STBPU: A Reasonably Secure Branch Prediction Unit

TL;DR

This paper introduces STBPU, a secure branch prediction unit design that defends against collision-based attacks and side channels with minimal performance impact by customizing data representation and active monitoring.

Contribution

STBPU offers a novel secure BPU architecture that isolates data per software entity and actively monitors prediction events to prevent malicious collisions.

Findings

STBPU effectively defends against collision-based transient attacks.

It maintains high branch prediction accuracy with minimal performance overhead.

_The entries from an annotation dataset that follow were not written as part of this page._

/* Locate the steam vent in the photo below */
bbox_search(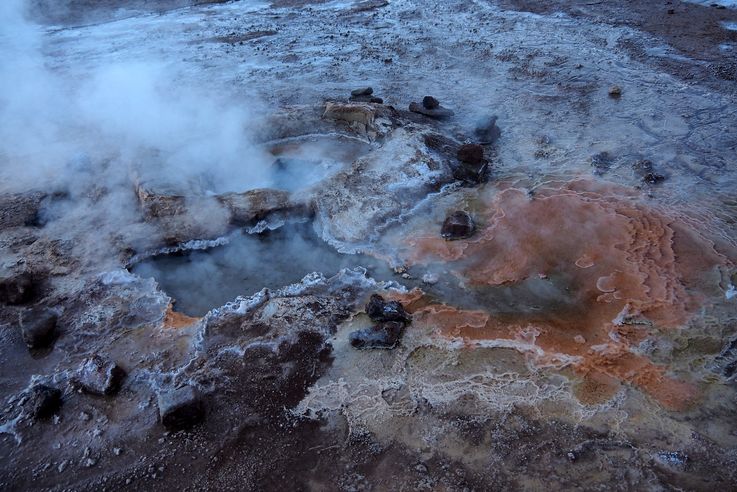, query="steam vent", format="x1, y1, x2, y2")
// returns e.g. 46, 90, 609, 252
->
0, 0, 737, 492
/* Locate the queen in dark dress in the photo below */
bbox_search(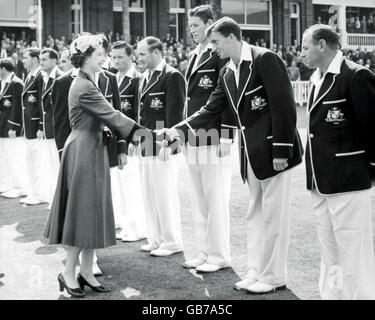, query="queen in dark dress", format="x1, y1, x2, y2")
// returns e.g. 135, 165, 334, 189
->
44, 35, 144, 297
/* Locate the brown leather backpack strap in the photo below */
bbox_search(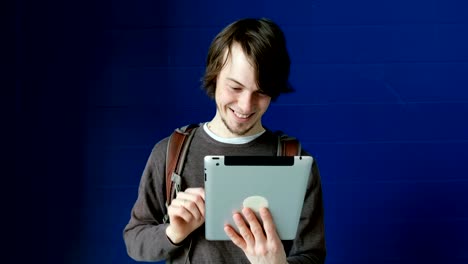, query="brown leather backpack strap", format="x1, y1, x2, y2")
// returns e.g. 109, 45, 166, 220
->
276, 131, 301, 156
282, 138, 301, 156
164, 124, 198, 222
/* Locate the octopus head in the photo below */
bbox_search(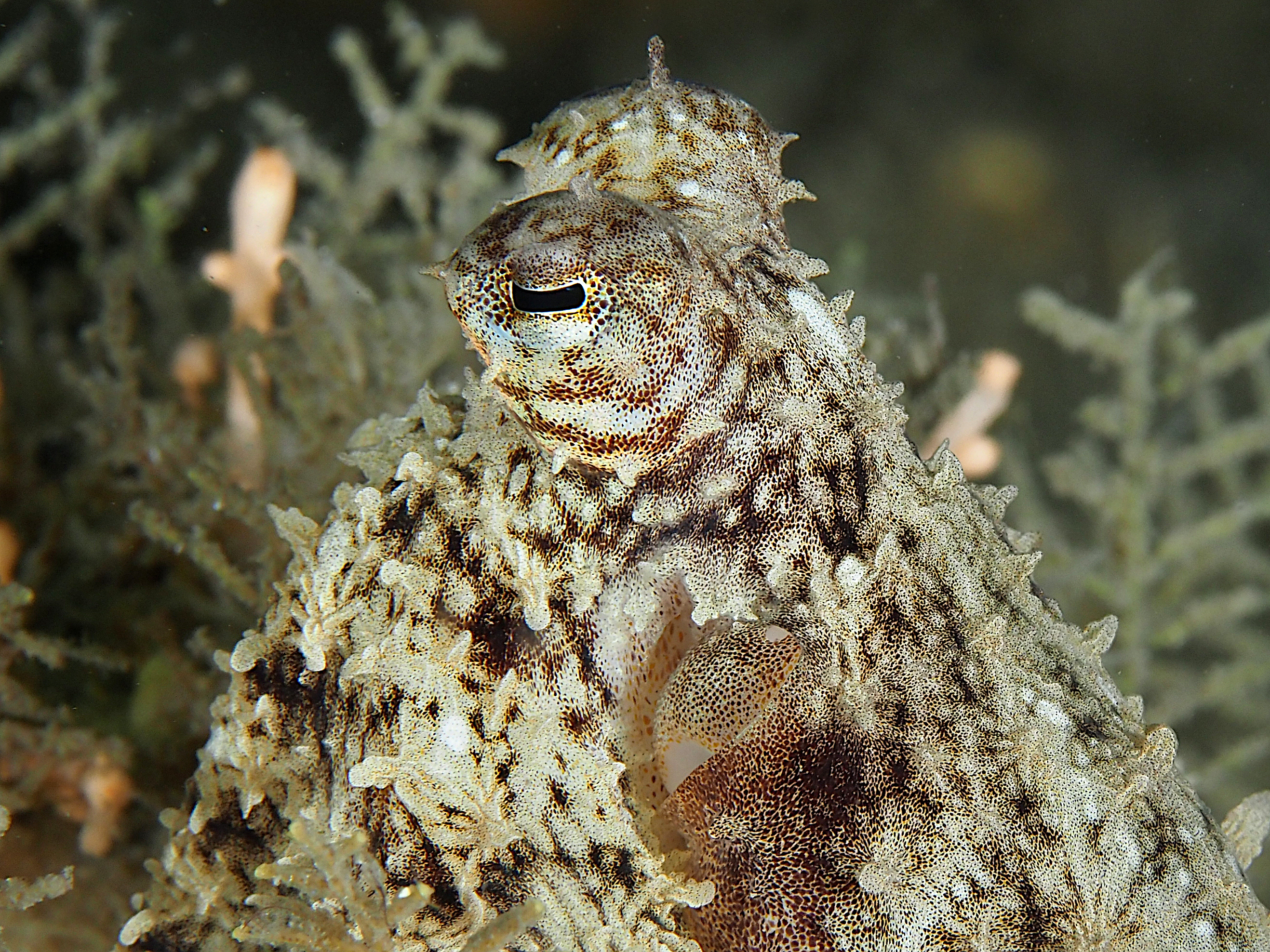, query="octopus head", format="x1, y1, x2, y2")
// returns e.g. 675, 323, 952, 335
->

The approach enhances security without significant CPU performance degradation.

Abstract

Modern processors have suffered a deluge of threats exploiting branch instruction collisions inside the branch prediction unit (BPU), from eavesdropping on secret-related branch operations to triggering malicious speculative executions. Protecting branch predictors tends to be challenging from both security and performance perspectives. For example, partitioning or flushing BPU can stop certain collision-based exploits but only to a limited extent. Meanwhile, such mitigations negatively affect branch prediction accuracy and further CPU performance. This paper proposes Secret Token Branch Prediction Unit (STBPU), a secure BPU design to defend against collision-based transient execution attacks and BPU side channels while incurring minimal performance overhead. STBPU resolves the challenges above by customizing data representation inside BPU for each software entity requiring isolation. In addition, to prevent an attacker from using brute force techniques to trigger malicious branch instruction collisions, STBPU actively monitors the prediction-related events and preemptively changes BPU data representation.